LA DONACIÓN COMO TESORO

Tengo un amigo que es una pasada de amigo servicial. Todos los días me felicita porque sí, pero eso es sólo el punto de partida, si tengo mala cara lo nota enseguida; si mis piernas flaquean (desgraciadamente no muy raro), me busca un masajista; si estoy un poco bajo, siempre está dispuesto a compartir unas cervezas, y así muchos detalles.

En un mundo que parece cada vez más global, que gira cada vez más deprisa, donde el individualismo marca el ritmo de los días, hablar de entregarse a los demás, puede parecer anticuado.

Si a eso, le añadimos la epidemia de soledad en la que estamos sumidos, eso sí que es nadar contra corriente. Estamos solos. La amistad está en recesión. Una de cada seis personas en el mundo no tiene amigos. La soledad acaba de sumarse a la obesidad y al estrés como las principales epidemias del siglo XXI. Según los expertos, la soledad causa depresión, ansiedad, problemas cardíacos, demencia y diabetes.

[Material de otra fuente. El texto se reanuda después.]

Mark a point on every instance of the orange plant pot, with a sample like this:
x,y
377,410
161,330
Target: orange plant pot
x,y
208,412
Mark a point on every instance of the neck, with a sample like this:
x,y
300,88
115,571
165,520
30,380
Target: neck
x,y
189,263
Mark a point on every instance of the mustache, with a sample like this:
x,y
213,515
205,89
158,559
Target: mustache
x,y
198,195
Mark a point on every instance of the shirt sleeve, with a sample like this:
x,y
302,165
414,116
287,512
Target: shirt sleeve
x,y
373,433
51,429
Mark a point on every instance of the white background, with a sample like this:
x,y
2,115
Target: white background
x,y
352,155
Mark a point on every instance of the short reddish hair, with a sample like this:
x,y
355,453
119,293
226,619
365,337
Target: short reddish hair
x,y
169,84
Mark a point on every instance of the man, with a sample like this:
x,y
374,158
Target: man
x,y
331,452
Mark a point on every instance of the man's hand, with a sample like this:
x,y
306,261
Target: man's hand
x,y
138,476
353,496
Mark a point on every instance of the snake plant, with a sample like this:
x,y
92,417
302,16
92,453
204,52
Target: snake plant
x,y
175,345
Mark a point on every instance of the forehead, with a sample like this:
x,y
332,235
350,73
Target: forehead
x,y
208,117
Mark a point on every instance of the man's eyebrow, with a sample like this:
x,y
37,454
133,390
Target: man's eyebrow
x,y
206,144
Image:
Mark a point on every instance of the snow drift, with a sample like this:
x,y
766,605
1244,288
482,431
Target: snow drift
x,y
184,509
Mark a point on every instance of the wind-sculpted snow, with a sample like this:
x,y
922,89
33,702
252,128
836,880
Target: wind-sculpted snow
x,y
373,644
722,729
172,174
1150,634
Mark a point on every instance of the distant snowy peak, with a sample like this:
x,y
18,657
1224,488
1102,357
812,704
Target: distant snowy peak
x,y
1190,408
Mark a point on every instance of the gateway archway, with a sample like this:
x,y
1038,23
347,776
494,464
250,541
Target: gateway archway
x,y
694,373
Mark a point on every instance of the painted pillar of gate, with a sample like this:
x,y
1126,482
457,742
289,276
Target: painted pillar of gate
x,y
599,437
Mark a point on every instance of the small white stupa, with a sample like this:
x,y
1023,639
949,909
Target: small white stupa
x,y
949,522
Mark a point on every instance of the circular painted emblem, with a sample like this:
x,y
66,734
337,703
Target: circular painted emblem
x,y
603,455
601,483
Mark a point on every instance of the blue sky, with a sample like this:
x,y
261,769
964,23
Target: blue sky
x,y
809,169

Sin embargo, quien ha experimentado la dicha de darse a los demás, sin esperar nada a cambio, sabe que ahí se encuentra uno de los tesoros más profundos y que más alegrías da en la vida. Entregarse no es perderse, es ganarse. Cuando uno se dona –su tiempo, su atención, su cariño o su ayuda- descubre que el corazón tiene un enorme coeficiente de dilatación, una capacidad casi infinita de crecer. No se trata de gestos heroicos, sino de pequeños actos cotidianos, que permean todo nuestro actuar: escuchar con paciencia, acompañar a quien sufre, o a quien está solo, compartir algunas cosas que se tienen, o algunos deseos que parecen irrealizables. Cada acto de entrega es como una semilla que siembra luz, aporta alegría y entusiasmo en la vida de los otros.

Algo misterioso ocurre en la entrega: lo que parecía un sacrificio se convierte en plenitud. Darse no empobrece, enriquece. Porque el amor auténtico no se mide por lo que se tiene, sino por lo que se comparte. Quien se entrega, lejos de agotarse, se renueva. Descubre que el sentido de la vida no se halla en acumular, sino en regalar; no en brillar individualmente, sino en iluminar a los demás.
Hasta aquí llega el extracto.